Coltrane v. Penske. For unqualified bragging rights. Head to head, mano a mano, tit a tit!!! (sts)

The race: the granddaddy of them all, the Marathon. 26.2 miles.

The place: the hallowed Boston Marathon.

The date: Patriot’s Day 2007.

The rules:

1. As coffee is for closers, so is Boston for qualifiers, and as such each of the racers can do whichever marathon(s) he or she so chooses to qualify. Qualifying times are only relevant for qualification for Boston 2007 purposes and trash talking, if necessary, warranted or required.

2. If both racers don't qualify by the deadline for qualification (which is to be pursuant to the Boston Athletic Associations’ rules) then the contest is a wash, sts.

3. In the event that one of the racers doesn't qualify then that non-qualifying person loses and must publicly genuflect to the other (qualifying) person on the board and acknowledge the other (qualifying) person as the winner and the unqualifiedly “Superior Runner”; provided however if one of the racers qualifies, but the other does not attempt to qualify due to injury, act of god, extreme pussification etc., that person shall be mocked for being a pussy in perpetuity (or until a head to head race proves otherwise), but the other person does not receive the title as "Superior Runner". Yet.

4. In the event that both racers qualify then the racer with the best official finishing time at Boston is the winner (and failure to start or dnfs= automatic loss as long as the other racer officially finishes) and the loser must publicly genuflect to the other on the board and acknowledge the winner as the unqualifiedly Superior Runner.
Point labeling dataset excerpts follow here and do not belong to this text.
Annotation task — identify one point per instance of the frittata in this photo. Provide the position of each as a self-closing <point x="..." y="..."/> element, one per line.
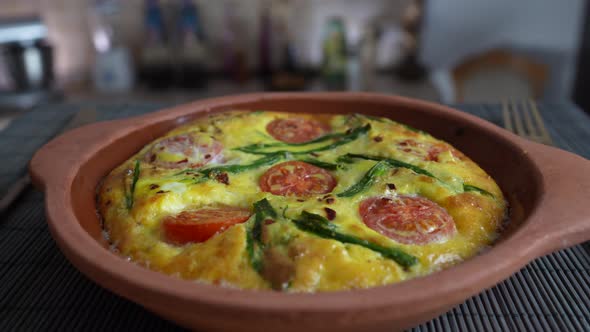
<point x="299" y="202"/>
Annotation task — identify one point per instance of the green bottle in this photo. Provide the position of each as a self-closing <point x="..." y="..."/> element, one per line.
<point x="334" y="65"/>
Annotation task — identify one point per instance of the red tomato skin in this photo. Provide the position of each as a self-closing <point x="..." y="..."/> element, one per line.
<point x="407" y="219"/>
<point x="200" y="225"/>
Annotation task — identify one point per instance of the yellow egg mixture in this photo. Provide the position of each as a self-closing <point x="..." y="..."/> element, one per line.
<point x="300" y="243"/>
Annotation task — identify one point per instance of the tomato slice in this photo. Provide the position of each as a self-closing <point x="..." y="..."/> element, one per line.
<point x="184" y="150"/>
<point x="407" y="219"/>
<point x="296" y="130"/>
<point x="200" y="225"/>
<point x="297" y="178"/>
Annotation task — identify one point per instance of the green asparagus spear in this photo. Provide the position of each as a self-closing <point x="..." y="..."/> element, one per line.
<point x="321" y="227"/>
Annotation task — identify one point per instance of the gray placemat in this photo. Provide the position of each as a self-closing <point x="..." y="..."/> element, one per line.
<point x="40" y="290"/>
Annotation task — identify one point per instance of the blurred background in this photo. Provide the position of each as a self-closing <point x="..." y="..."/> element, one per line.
<point x="172" y="51"/>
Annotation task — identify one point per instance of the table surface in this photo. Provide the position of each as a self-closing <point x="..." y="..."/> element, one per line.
<point x="41" y="290"/>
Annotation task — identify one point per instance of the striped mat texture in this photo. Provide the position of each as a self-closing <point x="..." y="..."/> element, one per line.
<point x="40" y="290"/>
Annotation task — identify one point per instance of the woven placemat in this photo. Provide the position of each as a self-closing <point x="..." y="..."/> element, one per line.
<point x="41" y="290"/>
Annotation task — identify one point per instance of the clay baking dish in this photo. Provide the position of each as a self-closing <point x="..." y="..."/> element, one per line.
<point x="548" y="190"/>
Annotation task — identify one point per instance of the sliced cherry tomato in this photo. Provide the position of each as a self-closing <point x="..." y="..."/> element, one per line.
<point x="184" y="150"/>
<point x="407" y="219"/>
<point x="296" y="130"/>
<point x="426" y="151"/>
<point x="297" y="178"/>
<point x="200" y="225"/>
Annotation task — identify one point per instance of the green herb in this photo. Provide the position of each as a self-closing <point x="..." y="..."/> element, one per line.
<point x="338" y="138"/>
<point x="129" y="197"/>
<point x="254" y="246"/>
<point x="367" y="180"/>
<point x="468" y="187"/>
<point x="392" y="162"/>
<point x="321" y="227"/>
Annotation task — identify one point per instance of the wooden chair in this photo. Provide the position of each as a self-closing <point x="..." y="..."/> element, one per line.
<point x="499" y="75"/>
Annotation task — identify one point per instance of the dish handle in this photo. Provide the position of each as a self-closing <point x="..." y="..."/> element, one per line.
<point x="562" y="218"/>
<point x="58" y="158"/>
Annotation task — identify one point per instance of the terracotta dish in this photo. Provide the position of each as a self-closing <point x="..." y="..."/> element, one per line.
<point x="547" y="189"/>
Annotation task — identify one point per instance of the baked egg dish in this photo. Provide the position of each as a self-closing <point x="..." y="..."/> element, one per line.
<point x="299" y="202"/>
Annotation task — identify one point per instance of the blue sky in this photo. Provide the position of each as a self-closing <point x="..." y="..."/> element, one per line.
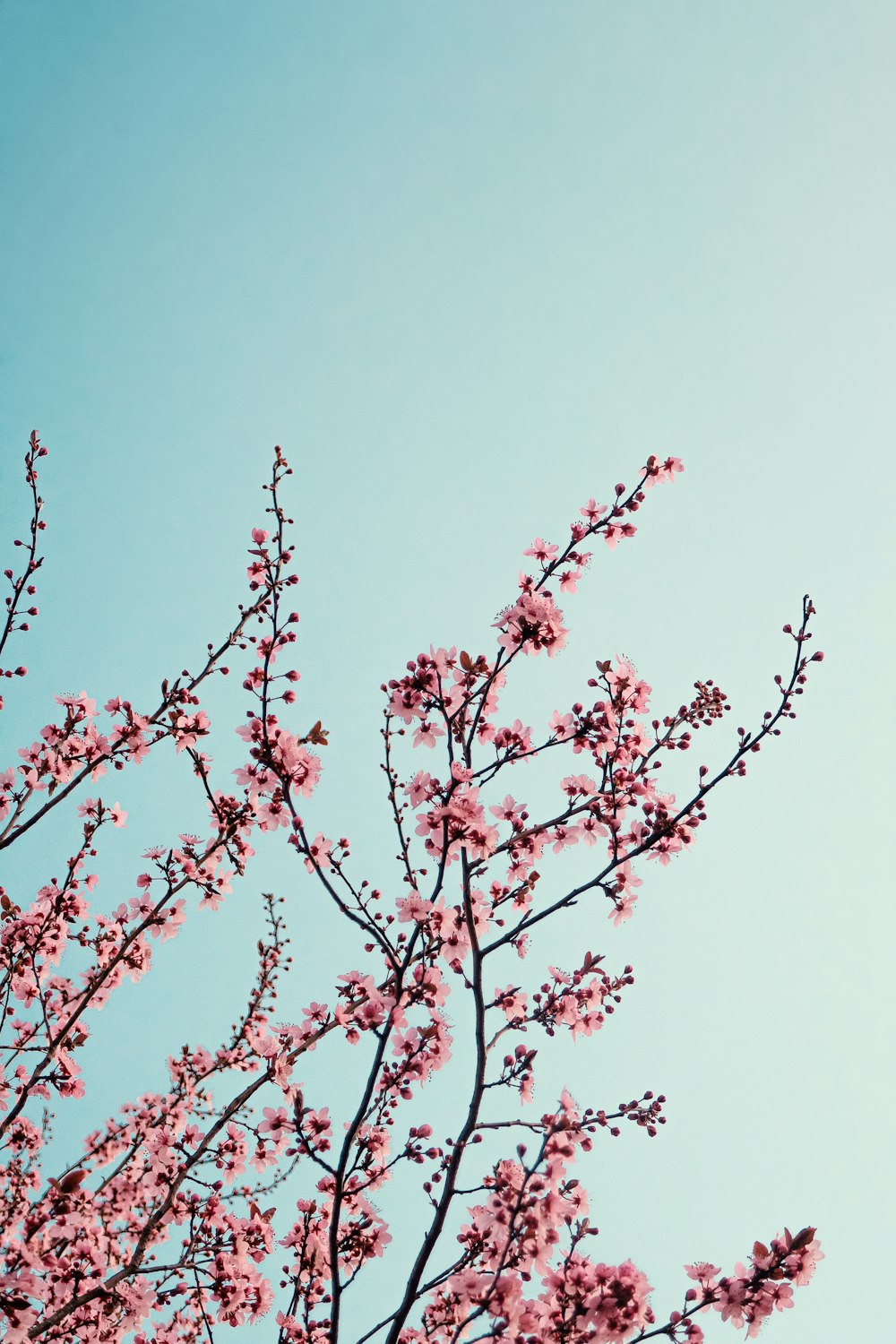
<point x="469" y="265"/>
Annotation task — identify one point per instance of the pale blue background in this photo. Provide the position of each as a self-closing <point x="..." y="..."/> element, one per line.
<point x="470" y="263"/>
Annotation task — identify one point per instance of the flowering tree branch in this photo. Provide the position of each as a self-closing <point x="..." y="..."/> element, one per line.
<point x="156" y="1231"/>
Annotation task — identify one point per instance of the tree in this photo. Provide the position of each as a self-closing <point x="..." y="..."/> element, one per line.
<point x="156" y="1231"/>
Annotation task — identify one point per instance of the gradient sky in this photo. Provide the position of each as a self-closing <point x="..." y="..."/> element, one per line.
<point x="469" y="265"/>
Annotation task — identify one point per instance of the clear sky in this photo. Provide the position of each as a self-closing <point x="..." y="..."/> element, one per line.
<point x="469" y="265"/>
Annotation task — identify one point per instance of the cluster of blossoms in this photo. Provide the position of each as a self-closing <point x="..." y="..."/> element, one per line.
<point x="158" y="1228"/>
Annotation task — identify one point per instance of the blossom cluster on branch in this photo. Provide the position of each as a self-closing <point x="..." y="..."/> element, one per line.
<point x="156" y="1231"/>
5. In the event that the racers tie at Boston there shall be an Overtime 100 meter dash to follow to determine the winner.

6. In addition to the above, the Loser shall also be obligated to buy the winner/Superior Runner drinks and dinner at a place to be determined and in a quality/price range somewhere between Penny's Noodles and Charlie Trotters (2 Chicago legends in deference to Coltrane).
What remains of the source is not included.